Lawmakers from nine countries grilled a Facebook executive on Tuesday, 27 November, as part of an international hearing at Britain's parliament on disinformation and ‘fake news’.
Richard Allan, Facebook's vice president for policy solutions, answered questions in London in place of his boss, CEO Mark Zuckerberg, who ignored repeated requests to appear.
Allan, sitting next to an empty chair reserved for Zuckerberg, said the Facebook founder and CEO had already appeared before numerous other committees this year. He acknowledged that the company has not been without blame in how it handled various scandals.
"I'm not going to disagree with you that we've damaged public trust with some of the actions we've taken," he said.
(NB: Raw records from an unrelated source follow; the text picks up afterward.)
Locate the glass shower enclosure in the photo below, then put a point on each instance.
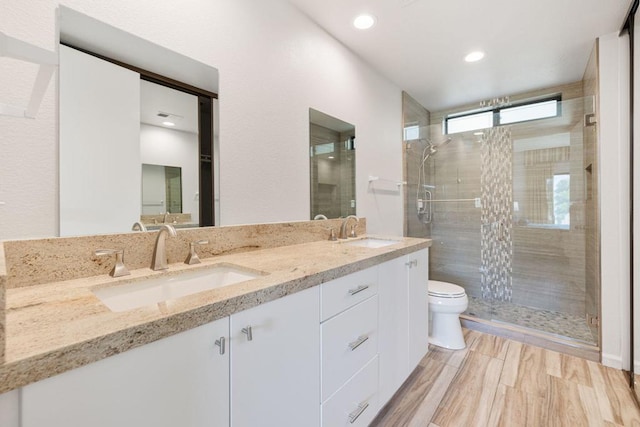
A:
(512, 212)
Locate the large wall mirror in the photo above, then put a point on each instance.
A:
(137, 132)
(332, 166)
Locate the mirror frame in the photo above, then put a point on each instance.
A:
(98, 39)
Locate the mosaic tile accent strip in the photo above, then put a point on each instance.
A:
(552, 322)
(496, 219)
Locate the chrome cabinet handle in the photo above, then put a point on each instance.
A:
(248, 332)
(220, 342)
(358, 289)
(358, 342)
(359, 410)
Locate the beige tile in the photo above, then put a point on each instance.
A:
(511, 364)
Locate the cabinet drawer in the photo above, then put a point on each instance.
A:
(349, 341)
(356, 403)
(344, 292)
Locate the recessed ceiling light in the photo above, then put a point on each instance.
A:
(474, 56)
(364, 21)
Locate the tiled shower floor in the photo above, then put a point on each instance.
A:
(563, 324)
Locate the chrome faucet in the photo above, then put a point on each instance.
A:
(138, 226)
(343, 228)
(159, 260)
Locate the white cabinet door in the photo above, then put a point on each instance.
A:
(404, 319)
(393, 338)
(418, 306)
(177, 381)
(275, 363)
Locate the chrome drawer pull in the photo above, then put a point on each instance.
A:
(355, 414)
(357, 343)
(248, 332)
(358, 289)
(221, 343)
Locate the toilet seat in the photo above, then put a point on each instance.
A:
(445, 290)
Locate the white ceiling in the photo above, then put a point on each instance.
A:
(420, 44)
(181, 107)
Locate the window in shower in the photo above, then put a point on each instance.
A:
(469, 122)
(528, 112)
(499, 116)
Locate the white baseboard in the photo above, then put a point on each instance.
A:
(612, 361)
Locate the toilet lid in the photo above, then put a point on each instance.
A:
(445, 289)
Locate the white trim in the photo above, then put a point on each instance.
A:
(612, 361)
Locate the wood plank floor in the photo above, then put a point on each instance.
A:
(499, 382)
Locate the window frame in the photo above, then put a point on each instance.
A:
(496, 111)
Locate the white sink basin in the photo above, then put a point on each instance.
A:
(158, 289)
(371, 243)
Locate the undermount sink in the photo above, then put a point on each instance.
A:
(165, 287)
(371, 242)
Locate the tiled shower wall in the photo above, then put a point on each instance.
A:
(591, 176)
(549, 268)
(332, 180)
(414, 114)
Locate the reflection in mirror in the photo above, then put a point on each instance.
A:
(161, 189)
(169, 153)
(332, 166)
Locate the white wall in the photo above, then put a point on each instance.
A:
(168, 147)
(613, 126)
(274, 64)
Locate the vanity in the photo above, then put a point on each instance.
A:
(321, 333)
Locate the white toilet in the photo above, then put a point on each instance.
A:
(446, 302)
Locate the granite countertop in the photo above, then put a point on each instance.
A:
(55, 327)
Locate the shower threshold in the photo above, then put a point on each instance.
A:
(533, 337)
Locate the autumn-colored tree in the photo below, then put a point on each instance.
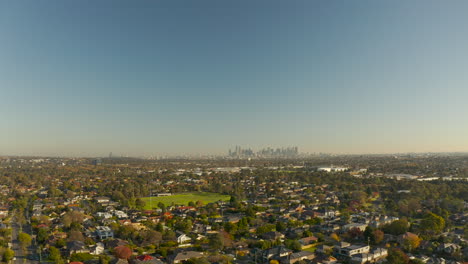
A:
(396, 256)
(378, 236)
(123, 252)
(411, 241)
(335, 237)
(25, 240)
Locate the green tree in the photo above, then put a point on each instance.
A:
(432, 223)
(8, 255)
(54, 255)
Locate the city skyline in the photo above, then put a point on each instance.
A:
(83, 78)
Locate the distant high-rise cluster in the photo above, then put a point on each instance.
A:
(239, 152)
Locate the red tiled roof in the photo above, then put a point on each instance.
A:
(145, 257)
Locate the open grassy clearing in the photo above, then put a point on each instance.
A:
(184, 199)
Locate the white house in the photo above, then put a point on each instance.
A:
(183, 239)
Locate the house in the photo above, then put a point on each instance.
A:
(104, 215)
(306, 241)
(97, 249)
(347, 249)
(104, 232)
(116, 242)
(183, 239)
(273, 235)
(146, 259)
(373, 256)
(448, 248)
(359, 226)
(298, 256)
(323, 249)
(102, 199)
(76, 247)
(185, 255)
(276, 253)
(120, 214)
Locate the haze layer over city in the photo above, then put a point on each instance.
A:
(85, 78)
(233, 132)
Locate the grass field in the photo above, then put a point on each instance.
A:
(184, 199)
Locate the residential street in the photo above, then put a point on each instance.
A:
(20, 255)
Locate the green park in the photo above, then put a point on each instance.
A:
(184, 199)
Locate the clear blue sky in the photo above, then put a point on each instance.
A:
(85, 78)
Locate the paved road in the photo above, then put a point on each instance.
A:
(20, 255)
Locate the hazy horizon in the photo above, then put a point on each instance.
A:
(85, 78)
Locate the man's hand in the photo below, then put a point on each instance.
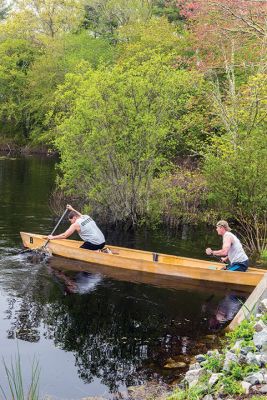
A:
(209, 251)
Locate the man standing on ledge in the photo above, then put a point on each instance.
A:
(232, 249)
(86, 228)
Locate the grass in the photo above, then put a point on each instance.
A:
(15, 381)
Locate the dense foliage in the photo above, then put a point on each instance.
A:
(147, 102)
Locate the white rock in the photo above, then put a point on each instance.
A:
(214, 378)
(263, 306)
(246, 386)
(259, 326)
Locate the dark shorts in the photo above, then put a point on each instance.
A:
(241, 267)
(91, 246)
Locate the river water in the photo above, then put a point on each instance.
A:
(96, 333)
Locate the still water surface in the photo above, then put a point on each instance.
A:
(96, 333)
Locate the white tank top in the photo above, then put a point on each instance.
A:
(89, 231)
(236, 252)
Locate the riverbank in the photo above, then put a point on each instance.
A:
(8, 147)
(237, 371)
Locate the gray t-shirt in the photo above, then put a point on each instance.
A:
(236, 253)
(89, 231)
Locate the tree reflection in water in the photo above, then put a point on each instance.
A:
(119, 332)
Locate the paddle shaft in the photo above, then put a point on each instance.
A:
(57, 225)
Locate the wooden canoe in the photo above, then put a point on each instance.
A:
(139, 260)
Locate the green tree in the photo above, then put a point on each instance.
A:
(239, 157)
(3, 9)
(103, 17)
(49, 70)
(41, 19)
(112, 131)
(16, 57)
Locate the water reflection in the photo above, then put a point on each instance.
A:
(227, 308)
(105, 329)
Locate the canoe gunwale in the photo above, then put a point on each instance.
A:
(189, 269)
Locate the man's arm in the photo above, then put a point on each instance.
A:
(65, 234)
(227, 242)
(69, 207)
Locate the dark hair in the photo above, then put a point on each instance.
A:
(73, 214)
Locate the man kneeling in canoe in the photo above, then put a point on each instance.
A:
(86, 228)
(232, 249)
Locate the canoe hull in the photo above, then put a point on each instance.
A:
(136, 260)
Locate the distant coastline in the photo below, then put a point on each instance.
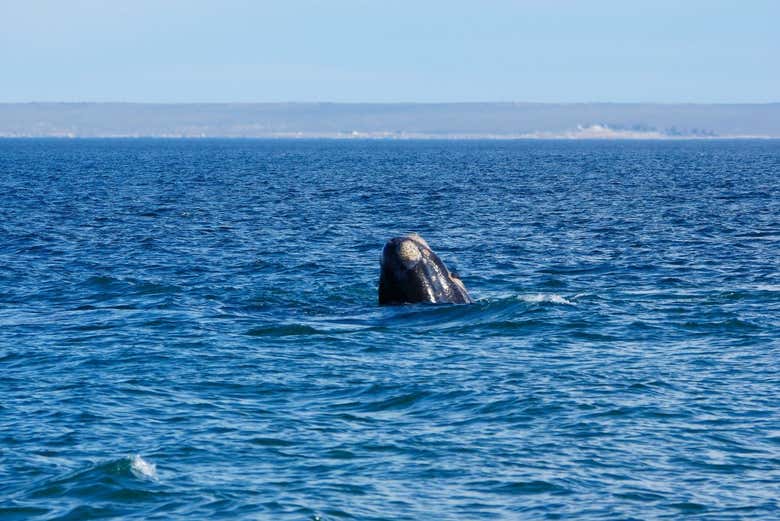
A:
(391, 120)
Allan was responding to Canadian lawmaker Charlie Angus, who said the social media giant has "lost the trust of the international community to self-police," and that lawmakers have to start looking at ways to hold the company accountable.
Various points were raised during the hearing which went on for more than a couple of hours in UK, for which even representatives from Singapore flew down from the other side of the world.
British lawmakers were joined by their counterparts from eight other countries at the hearing held by the parliament's Digital, Culture, Media and Sport Committee and were highly concerned about Facebook’s use of data, its privacy controls and mechanism in place to monitor hatred activities on its platform.
Zuckerberg accepts that what's needed is "a regulatory framework and action by responsible companies like ours - it's the two in tandem," Allan said.
He also said that Settings/control users had over the privacy on the platform was sufficient enough, according to the social networking giant. He further reiterated that “we are simplifying the process in 2018” which in reality should have been done way back in 2009.
However, the Facebook executive did avoid couple of questions raised by some of the members present at the hearing. Interestingly, India did not have any participation, even after being one of biggest market for Facebook, with more than a billion users on the platform. All this leads to a greater need for data privacy laws in the country, which is only likely to come through by mid-2019.
The hearing comes after the committee's chairperson, Damian Collins, took the unusual move of forcing the CEO of an app maker to turn over confidential Facebook documents.
Most members in unison were disappointed that Zuckerberg wasn’t here, which to them “speaks as a failure to act accountable for everything that has happened over the past few year”. Allan admitted to have “volunteered to be present in front of everyone today and is likely to be part of similar hearings in the near future as well.